April is National Autism Awareness month. As the mother of an amazing girl who has a diagnosis of autism spectrum disorder, the month can be a bit of a challenge. In the early days of parenting a toddler on the autistic spectrum, relatives used to call in April, "Did you see that amazing story on `60 Minutes?' A kid is a concert pianist and he has autism!" The dozens of news stories inspired forwarded articles and well-meaning comments from people who wanted to better understand our girl.
She self-identifies with her diagnosis now and understands her strengths and works to improve in her areas of deficit. She is certainly more aware of herself than I was at her age.

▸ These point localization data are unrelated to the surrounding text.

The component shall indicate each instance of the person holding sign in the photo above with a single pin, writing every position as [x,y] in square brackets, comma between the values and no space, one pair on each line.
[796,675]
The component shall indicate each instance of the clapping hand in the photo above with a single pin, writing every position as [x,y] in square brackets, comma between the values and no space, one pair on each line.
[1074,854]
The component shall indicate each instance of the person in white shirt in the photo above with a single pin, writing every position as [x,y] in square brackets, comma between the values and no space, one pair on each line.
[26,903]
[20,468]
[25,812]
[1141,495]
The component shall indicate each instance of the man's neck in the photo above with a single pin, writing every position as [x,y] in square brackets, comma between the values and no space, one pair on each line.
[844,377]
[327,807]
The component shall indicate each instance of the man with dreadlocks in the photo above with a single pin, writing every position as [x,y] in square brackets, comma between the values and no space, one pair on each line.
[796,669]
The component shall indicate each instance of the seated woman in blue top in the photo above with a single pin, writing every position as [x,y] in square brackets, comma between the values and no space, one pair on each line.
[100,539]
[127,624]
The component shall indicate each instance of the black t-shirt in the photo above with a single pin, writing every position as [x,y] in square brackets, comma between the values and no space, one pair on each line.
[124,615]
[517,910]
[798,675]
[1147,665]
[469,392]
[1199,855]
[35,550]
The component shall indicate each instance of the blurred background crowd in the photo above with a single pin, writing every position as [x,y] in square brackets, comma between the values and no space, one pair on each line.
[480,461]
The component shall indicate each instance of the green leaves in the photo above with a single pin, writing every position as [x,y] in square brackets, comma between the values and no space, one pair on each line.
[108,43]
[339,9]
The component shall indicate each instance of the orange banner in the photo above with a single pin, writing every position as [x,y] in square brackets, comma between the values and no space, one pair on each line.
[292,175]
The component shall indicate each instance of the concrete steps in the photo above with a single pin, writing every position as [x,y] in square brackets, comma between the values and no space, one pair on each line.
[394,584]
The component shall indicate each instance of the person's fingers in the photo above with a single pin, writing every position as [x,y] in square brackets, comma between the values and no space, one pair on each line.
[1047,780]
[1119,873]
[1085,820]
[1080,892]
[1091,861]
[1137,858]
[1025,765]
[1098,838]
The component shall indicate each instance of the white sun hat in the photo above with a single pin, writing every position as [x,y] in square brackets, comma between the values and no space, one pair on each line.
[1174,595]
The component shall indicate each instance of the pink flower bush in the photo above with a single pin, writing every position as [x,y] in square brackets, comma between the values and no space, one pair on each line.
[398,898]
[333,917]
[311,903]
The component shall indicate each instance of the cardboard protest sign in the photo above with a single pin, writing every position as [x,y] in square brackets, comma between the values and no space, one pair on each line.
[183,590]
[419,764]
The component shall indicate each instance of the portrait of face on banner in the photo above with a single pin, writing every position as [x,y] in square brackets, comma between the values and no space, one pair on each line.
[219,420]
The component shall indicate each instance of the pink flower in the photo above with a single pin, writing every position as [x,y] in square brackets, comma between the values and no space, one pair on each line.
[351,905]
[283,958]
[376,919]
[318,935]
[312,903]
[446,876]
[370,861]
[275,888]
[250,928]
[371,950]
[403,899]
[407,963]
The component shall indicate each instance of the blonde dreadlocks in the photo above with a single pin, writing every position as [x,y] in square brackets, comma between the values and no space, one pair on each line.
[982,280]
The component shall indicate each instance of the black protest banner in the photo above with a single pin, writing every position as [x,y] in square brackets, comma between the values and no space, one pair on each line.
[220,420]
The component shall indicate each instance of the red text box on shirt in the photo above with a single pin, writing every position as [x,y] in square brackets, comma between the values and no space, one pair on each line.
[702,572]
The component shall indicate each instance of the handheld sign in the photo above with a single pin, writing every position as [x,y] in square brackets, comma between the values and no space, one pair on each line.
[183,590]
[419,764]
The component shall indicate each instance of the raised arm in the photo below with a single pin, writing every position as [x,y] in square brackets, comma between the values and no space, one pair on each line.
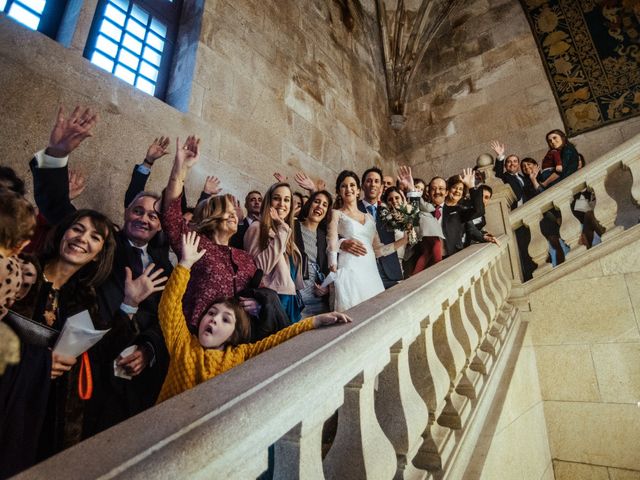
[187,155]
[325,319]
[158,149]
[50,166]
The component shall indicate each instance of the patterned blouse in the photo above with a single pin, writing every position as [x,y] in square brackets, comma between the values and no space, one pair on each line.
[222,272]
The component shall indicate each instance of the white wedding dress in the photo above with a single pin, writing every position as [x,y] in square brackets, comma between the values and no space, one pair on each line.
[357,278]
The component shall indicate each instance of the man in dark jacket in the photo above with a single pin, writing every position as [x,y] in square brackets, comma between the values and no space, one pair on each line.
[114,398]
[389,265]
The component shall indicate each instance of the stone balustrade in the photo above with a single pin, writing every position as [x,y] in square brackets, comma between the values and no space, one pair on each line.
[405,378]
[594,175]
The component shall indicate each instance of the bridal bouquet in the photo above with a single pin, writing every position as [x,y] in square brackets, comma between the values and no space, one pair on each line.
[404,218]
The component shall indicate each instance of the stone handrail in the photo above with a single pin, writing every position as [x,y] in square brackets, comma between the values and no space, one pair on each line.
[560,196]
[405,378]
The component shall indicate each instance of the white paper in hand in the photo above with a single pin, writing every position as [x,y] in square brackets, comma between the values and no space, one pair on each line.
[78,335]
[329,279]
[119,371]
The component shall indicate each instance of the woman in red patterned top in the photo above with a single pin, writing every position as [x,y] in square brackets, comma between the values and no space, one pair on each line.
[224,271]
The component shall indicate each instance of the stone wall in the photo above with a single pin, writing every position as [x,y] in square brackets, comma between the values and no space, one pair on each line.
[278,86]
[482,78]
[587,358]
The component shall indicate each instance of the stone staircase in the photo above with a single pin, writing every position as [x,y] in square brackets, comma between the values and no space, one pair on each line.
[436,378]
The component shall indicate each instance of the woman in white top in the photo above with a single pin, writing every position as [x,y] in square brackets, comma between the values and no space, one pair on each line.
[357,277]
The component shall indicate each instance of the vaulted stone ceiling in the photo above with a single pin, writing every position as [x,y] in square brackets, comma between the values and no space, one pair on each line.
[407,28]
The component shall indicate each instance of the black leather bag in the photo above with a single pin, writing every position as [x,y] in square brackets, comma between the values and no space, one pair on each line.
[30,331]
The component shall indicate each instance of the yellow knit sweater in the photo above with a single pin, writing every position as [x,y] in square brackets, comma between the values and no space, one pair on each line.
[191,363]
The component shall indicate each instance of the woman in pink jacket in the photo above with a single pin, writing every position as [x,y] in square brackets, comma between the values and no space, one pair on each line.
[272,244]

Last April, I was called midday to pick her up as she had suffered a meltdown at her middle school. It was a rare and serious incident, and I hurried to the school, signed in at the office and made my way past dozens of hand-drawn Autism Awareness Month signs to the occupational therapy room where she was recovering. A kind boy had made a movie featuring my daughter, which, was to be shown the next day in all the homerooms. I think it was too much for her. In middle school, everyone is a foreigner.

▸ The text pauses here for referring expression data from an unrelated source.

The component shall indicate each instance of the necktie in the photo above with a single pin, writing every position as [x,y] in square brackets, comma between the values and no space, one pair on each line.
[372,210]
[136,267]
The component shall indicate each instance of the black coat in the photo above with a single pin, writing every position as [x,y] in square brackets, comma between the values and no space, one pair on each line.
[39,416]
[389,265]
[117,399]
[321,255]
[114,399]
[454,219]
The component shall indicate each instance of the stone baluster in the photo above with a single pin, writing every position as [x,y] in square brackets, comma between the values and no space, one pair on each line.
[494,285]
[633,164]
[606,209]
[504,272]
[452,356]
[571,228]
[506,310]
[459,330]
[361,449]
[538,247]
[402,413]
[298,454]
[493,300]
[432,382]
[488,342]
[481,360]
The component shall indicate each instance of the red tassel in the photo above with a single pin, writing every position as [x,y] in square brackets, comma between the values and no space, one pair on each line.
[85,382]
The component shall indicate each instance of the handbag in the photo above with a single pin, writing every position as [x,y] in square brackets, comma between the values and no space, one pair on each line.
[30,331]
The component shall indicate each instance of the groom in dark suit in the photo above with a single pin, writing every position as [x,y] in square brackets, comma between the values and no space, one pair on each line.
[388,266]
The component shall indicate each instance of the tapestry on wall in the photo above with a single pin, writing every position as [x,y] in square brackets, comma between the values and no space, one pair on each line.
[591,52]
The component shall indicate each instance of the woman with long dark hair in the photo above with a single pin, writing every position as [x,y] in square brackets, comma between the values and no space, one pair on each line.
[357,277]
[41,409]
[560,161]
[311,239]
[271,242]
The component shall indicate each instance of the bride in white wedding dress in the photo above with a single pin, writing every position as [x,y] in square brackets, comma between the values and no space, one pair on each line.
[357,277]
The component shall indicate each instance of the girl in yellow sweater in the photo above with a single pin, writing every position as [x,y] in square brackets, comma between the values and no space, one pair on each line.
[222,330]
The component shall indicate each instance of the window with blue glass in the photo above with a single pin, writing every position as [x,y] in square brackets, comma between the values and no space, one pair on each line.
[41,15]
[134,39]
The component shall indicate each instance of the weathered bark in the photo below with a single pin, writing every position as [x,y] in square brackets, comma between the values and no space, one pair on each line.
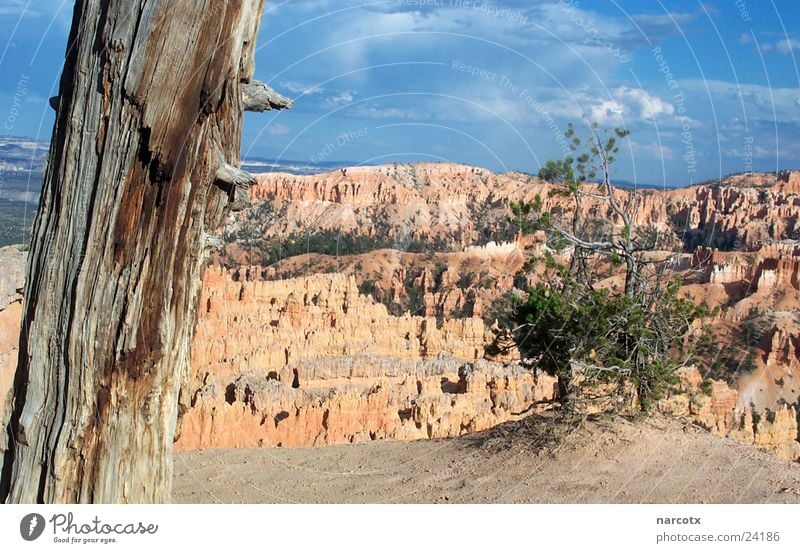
[256,96]
[150,102]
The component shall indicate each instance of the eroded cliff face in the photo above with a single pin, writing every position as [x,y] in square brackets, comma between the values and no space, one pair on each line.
[457,205]
[282,359]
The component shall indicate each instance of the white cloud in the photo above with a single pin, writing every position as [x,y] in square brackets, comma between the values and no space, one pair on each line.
[654,150]
[785,46]
[788,45]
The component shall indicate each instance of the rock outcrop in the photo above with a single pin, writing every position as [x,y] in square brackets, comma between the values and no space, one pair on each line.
[310,361]
[12,281]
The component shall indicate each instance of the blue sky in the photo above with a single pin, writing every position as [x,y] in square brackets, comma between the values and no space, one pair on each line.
[706,88]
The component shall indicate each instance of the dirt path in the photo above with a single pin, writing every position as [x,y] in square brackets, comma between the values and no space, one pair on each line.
[658,461]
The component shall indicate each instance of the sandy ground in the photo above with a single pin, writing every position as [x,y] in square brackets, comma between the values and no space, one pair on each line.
[655,461]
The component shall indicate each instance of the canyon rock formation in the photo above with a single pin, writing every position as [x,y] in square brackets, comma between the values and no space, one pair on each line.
[385,328]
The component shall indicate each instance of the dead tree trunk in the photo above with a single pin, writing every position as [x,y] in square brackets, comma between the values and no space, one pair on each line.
[148,126]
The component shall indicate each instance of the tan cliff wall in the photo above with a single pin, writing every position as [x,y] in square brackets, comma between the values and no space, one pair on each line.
[717,409]
[444,199]
[12,281]
[310,361]
[250,324]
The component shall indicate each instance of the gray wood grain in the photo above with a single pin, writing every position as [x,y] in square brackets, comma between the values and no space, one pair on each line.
[151,91]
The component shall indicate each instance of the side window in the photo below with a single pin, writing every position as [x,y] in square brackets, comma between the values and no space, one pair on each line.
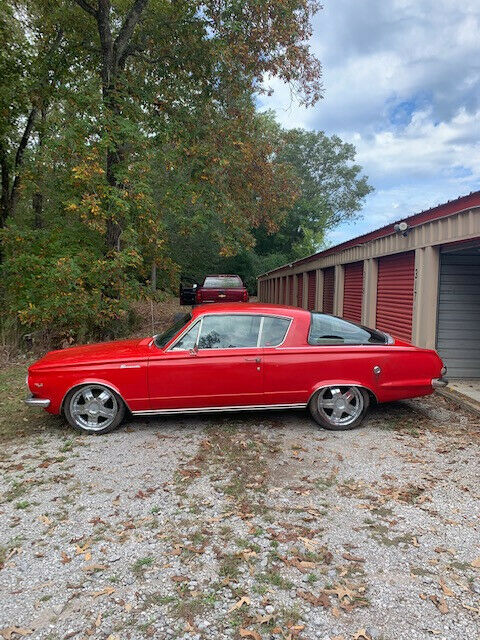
[274,331]
[188,340]
[325,329]
[229,332]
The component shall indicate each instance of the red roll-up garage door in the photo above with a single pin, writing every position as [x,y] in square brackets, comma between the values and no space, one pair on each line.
[352,291]
[300,290]
[396,276]
[312,286]
[290,290]
[328,287]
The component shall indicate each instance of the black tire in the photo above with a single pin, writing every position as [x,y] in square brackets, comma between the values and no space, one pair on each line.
[113,404]
[355,409]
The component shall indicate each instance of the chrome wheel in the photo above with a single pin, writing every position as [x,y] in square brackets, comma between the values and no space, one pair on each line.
[93,407]
[340,406]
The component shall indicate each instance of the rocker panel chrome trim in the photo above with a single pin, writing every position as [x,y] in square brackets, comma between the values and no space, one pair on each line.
[256,407]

This year, we have steadied ourselves for April. She says she is ready for the reminders of her differentness and is inspired to help others understand kids like her. That's important. I told her about a neighbor boy I knew when I was growing up. He was quirky and not easy to connect with. To be honest his differentness frightened me a little. Johann was obsessed with the specifics of equine diseases, and as an owner of a beloved spotted pony, it kind of freaked me out the way he could bring any topic back to his favorite. I don't know if he was autistic; I doubt if he or his parents knew at that time. But now I wonder if I had understood that people approach things differently, when I was a girl, if I would have avoided him a bit less. I might have felt more comfortable, had I been better informed.

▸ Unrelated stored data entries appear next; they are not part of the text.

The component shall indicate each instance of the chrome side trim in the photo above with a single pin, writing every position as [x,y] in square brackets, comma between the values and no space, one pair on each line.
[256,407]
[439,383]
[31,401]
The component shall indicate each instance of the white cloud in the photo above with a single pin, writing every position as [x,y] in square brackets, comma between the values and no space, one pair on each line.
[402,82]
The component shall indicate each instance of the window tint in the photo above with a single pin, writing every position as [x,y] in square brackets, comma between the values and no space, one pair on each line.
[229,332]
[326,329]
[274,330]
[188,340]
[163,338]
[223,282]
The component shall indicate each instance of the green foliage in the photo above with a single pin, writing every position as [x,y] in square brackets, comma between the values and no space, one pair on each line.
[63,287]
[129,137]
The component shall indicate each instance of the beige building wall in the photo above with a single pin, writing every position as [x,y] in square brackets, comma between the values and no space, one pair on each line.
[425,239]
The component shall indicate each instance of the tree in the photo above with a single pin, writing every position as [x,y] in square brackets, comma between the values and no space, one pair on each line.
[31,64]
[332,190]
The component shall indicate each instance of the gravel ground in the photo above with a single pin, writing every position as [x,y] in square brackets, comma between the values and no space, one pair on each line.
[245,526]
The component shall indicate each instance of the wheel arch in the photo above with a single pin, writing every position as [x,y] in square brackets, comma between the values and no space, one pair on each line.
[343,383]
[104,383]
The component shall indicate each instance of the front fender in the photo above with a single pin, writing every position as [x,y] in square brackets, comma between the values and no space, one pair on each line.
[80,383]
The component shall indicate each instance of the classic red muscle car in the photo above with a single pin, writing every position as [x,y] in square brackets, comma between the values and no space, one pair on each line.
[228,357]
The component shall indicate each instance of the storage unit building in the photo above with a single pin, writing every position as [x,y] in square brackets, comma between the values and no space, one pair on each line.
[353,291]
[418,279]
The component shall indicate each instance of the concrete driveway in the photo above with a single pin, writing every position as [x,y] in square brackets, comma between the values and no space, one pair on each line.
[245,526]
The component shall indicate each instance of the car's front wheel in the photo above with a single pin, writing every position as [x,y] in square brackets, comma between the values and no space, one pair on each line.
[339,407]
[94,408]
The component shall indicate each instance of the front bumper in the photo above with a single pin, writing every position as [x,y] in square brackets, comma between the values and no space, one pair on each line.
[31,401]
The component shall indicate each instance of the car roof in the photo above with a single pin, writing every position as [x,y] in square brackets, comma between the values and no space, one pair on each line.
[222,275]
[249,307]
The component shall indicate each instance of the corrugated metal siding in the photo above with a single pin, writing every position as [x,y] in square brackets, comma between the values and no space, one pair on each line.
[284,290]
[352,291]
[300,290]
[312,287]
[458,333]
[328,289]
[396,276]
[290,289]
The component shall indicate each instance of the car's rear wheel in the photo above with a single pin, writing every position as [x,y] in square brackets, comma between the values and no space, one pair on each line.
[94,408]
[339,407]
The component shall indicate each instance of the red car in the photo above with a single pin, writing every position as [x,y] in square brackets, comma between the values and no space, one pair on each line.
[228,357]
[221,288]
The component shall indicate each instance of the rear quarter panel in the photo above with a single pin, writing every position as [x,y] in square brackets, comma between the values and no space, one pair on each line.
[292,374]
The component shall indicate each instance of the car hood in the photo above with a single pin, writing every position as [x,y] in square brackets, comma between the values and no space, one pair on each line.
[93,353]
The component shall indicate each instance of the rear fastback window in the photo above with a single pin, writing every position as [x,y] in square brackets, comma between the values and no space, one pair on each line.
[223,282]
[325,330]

And thus, Autism Awareness Month, no matter how awkward, is important. My daughter is blessed to have had understanding and gracious peers. It says a lot about our community that the kids we have come to know have accepted her. Autism, as social disability, is challenging for those of us who are neurotypical to understand. Lack of eye contact can feel like disinterest to us. Autistic individuals don't play by the same rules and that can feel uncomfortable. It's tempting to want to "cure" them; hoping to make them just like us. As someone who has been blessed to love a girl on the autistic spectrum, I wouldn't change a thing about her. She looks at life from a different perspective and I have found that it has encouraged me to do the same. We are tempted to go about life not questioning what we think we know. Sometimes it takes someone with a fresh approach to show us the way.